Member of the House of Representatives
- In office 10 November 2003 – 14 October 2021
- Preceded by: Kazuyoshi Endō
- Succeeded by: Masayasu Yamasaki
- Constituency: Shikoku PR
- In office 19 February 1990 – 27 September 1996
- Preceded by: Masatarō Hiraishi
- Succeeded by: Constituency abolished
- Constituency: Kōchi at-large

Personal details
- Born: 1 September 1951 (age 74) Kōchi City, Kōchi, Japan
- Party: Komeito
- Other political affiliations: CGP (1990–1994) NFP (1994–1998)
- Education: University of Electro-Communications Sōka University

= Noritoshi Ishida =

Japanese politician

Noritoshi Ishida (石田 祝稔, Ishida Noritoshi) is a Japanese politician belonging to the New Komeito Party.
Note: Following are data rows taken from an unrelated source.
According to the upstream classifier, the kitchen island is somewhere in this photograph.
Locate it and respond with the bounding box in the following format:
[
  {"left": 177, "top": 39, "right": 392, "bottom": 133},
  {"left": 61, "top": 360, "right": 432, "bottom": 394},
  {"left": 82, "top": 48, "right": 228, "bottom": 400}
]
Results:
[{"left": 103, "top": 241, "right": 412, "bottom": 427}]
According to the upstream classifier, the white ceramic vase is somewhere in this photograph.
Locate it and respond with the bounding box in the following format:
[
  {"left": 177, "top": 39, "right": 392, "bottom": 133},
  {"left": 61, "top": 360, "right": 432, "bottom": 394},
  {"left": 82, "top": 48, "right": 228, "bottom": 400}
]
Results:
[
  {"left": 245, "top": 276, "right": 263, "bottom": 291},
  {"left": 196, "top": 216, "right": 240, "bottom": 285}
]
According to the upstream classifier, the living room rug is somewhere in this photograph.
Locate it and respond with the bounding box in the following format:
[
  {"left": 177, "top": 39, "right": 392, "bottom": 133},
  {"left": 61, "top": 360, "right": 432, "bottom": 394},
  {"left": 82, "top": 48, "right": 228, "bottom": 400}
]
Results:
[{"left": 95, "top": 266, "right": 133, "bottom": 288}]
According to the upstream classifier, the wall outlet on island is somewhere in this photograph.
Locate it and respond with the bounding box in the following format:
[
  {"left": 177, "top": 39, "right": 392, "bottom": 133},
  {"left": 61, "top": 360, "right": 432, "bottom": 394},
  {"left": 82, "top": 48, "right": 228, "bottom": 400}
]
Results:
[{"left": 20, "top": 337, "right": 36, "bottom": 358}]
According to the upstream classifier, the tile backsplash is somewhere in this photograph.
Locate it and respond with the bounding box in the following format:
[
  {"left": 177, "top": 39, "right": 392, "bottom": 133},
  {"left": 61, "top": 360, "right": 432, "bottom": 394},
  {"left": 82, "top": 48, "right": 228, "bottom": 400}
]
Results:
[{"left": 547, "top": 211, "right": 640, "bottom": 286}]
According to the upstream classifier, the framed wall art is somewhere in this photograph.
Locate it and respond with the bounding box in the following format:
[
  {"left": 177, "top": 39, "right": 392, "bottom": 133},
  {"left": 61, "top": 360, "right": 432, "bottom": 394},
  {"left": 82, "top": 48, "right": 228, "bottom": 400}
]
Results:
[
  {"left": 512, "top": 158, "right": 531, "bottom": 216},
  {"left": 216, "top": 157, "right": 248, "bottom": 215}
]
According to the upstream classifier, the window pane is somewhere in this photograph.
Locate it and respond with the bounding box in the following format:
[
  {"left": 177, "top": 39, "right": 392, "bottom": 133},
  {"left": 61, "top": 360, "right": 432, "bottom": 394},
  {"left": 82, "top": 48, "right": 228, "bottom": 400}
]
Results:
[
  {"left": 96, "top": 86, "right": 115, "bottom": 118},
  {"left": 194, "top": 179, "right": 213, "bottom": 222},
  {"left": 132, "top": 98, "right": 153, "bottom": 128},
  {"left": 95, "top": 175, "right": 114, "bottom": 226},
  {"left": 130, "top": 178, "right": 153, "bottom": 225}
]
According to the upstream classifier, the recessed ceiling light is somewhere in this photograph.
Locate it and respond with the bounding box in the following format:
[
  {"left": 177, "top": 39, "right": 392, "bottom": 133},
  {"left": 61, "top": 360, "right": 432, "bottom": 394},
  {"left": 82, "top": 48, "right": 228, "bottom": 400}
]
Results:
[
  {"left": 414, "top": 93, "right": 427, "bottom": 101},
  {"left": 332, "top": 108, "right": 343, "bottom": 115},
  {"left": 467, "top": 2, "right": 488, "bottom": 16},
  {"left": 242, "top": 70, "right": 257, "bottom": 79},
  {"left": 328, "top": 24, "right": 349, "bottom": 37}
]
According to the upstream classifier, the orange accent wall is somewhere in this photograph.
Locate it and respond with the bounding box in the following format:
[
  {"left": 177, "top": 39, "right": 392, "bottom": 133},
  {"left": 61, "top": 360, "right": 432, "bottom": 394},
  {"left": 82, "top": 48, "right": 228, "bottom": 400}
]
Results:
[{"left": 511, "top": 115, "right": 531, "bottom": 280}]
He served as a member of the House of Representatives in the Diet (national legislature).

== Early life ==
A native of Kōchi, Ishida attended the University of Electro-Communications as an undergraduate and received a master's degree from Soka University. After that, he worked at the government of Tokyo from 1979 to 1988.

== Political career ==
Ishida was elected to the House of Representatives for the first time in 1990. He served eight terms in the house, first from 1990 to 1996, and then again from 2003 to 2021.